Rising above the plains in Gove County in western Kansas is Monument Rocks, a series of large chalk formations formed some 80 million years ago. Also referred to as the Chalk Pyramids, the site was the first National Natural Landmark designated by the U.S. Department of Interior in 1968.
These magnificent large monoliths, rising as high as 70 feet, were created during the Cretaceous Period of geologic history when the area was covered by the Niobrara seaway, which extended from the present-day Gulf of Mexico north through Canada.
When the sea evaporated, it left behind fossilized sea organisms that became chalk deposits that over the eons have been eroded by the once much larger Smoky Hill River, wind, and rain.
Monument Rocks, nearby Castle Rock, and numerous sandstone bluffs in the area are today collectively known as the “Badlands of Kansas.” The region is also known as the source of some of the best Cretaceous marine fossils found anywhere in the world. Beneath these bluffs and outcroppings lie thousands of feet of marine sediments that have provided paleontologists with a wealth of fossils and the remains of extinct animals.
Several fossils, including fish bones, turtles, oyster shells, swimming reptiles, birds, coral, dinosaurs, and sharks’ teeth, can be seen at the nearby Keystone Gallery, the Fick Fossil and History Museum in Oakley, and at the Sternberg Museum in Hays, Kansas. According to locals, after heavy rain, the area still smells like an ocean bay.
Today, it is hard to imagine that this flat, arid cactus and buffalo grass prairie was completely covered by water, yet these awe-inspiring rock outcroppings tell a different story. The arches and buttes of Monument Rocks are spread out over ten acres, and its history stretches beyond the prehistoric period into the more recent past, when the Cheyenne, Arapaho, Kiowa, Sioux, and Apache Indians utilized this area as hunting grounds when the buffalo and other game were plentiful here. The rising monoliths were also a spiritual site for the Native Americans.

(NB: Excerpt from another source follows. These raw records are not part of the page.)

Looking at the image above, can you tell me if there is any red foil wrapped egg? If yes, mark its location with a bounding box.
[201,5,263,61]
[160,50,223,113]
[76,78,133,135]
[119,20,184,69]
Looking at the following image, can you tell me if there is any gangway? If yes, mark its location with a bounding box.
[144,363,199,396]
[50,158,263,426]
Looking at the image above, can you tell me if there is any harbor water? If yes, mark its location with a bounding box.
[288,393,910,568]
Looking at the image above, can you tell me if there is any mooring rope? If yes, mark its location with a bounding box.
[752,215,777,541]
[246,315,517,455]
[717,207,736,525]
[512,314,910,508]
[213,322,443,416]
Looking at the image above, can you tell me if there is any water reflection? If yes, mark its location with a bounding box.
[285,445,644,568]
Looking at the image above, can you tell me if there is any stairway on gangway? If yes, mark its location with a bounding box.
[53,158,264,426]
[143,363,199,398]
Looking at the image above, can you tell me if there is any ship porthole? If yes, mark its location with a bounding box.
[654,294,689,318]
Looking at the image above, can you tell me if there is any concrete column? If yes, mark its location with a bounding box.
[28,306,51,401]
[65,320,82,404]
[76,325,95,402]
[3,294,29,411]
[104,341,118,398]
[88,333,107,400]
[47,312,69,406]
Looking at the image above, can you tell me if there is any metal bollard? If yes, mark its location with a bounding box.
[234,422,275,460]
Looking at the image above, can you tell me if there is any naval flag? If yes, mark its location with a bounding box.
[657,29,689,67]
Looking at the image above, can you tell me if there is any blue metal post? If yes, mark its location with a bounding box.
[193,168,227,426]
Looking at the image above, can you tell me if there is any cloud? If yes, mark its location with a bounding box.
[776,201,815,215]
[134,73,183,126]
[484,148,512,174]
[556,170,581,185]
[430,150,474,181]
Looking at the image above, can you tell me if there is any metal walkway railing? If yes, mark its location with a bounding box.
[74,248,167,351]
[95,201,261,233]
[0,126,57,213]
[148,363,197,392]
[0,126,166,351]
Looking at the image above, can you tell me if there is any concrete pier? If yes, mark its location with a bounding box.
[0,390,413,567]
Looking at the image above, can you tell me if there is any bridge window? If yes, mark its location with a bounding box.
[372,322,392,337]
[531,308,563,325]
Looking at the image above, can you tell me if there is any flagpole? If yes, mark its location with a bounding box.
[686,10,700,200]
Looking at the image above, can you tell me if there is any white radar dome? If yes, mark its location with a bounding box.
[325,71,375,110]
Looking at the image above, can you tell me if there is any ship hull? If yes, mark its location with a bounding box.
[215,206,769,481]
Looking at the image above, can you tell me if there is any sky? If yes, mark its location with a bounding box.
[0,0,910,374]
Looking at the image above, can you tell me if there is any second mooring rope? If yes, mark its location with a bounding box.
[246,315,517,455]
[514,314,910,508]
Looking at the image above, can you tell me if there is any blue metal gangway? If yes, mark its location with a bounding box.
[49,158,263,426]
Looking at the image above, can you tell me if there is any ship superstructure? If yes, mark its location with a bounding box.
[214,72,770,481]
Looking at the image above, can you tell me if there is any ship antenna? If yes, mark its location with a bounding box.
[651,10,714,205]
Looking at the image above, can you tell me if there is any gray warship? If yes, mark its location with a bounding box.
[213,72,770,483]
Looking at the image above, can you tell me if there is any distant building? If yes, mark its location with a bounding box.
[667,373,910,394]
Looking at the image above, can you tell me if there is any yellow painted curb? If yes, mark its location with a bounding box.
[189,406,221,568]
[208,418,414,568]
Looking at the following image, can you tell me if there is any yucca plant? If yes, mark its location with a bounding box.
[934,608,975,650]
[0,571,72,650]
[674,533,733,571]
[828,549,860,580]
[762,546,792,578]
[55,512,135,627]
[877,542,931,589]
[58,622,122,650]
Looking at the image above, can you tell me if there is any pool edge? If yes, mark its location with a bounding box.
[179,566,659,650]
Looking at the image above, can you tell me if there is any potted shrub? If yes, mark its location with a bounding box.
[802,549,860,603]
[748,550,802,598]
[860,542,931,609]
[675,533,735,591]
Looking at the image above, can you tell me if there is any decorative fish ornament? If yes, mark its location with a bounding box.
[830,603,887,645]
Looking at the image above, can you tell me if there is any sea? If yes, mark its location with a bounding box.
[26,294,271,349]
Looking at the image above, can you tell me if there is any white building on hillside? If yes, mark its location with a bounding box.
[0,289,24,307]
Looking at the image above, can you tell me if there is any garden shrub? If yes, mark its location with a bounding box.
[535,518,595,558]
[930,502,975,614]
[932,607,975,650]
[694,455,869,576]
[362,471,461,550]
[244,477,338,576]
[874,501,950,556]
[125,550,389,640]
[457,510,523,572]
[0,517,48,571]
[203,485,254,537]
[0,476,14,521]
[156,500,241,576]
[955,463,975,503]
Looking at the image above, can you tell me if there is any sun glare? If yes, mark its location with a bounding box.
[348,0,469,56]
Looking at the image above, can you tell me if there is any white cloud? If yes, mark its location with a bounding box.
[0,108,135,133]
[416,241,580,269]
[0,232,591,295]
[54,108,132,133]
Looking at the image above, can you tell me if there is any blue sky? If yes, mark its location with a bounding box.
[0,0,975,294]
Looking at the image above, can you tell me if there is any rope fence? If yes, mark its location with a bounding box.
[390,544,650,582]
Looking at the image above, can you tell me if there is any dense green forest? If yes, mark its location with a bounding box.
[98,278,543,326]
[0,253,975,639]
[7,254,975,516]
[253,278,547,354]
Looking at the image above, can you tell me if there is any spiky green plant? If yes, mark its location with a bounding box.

The site was first noted by explorers when John C. Fremont made his famous expeditions in the 1840s. Later, when the Smoky Hill Trail was blazed through the area to the Colorado goldfields in the 1860s, pioneers were also, no doubt, amazed by the towering formations sitting quietly on the mostly unbroken plains. The Butterfield Overland Despatch also came through here beginning in 1865. Because of the all too often Indian attacks, Fort Monument was established the same year to protect the emigrants along the trail. Situated about a mile southwest of Monument Rocks, there are no remains of the old fort today.
Various wildlife dwells in the area, including eagles, falcons, and other birds, wild deer, pronghorn antelope, jackrabbits, coyotes, and careful – rattlesnakes.
One of the most significant and most photographed sites at the landmark is the Keyhole Arch, which local lore says was started when someone was shooting at the rocks many years ago. When a bullet penetrated through a thin spot, the hole began, and locals have watched it expand through the years. As it continues to widen, at some point, the top of the arch will collapse, leaving fragile spires behind.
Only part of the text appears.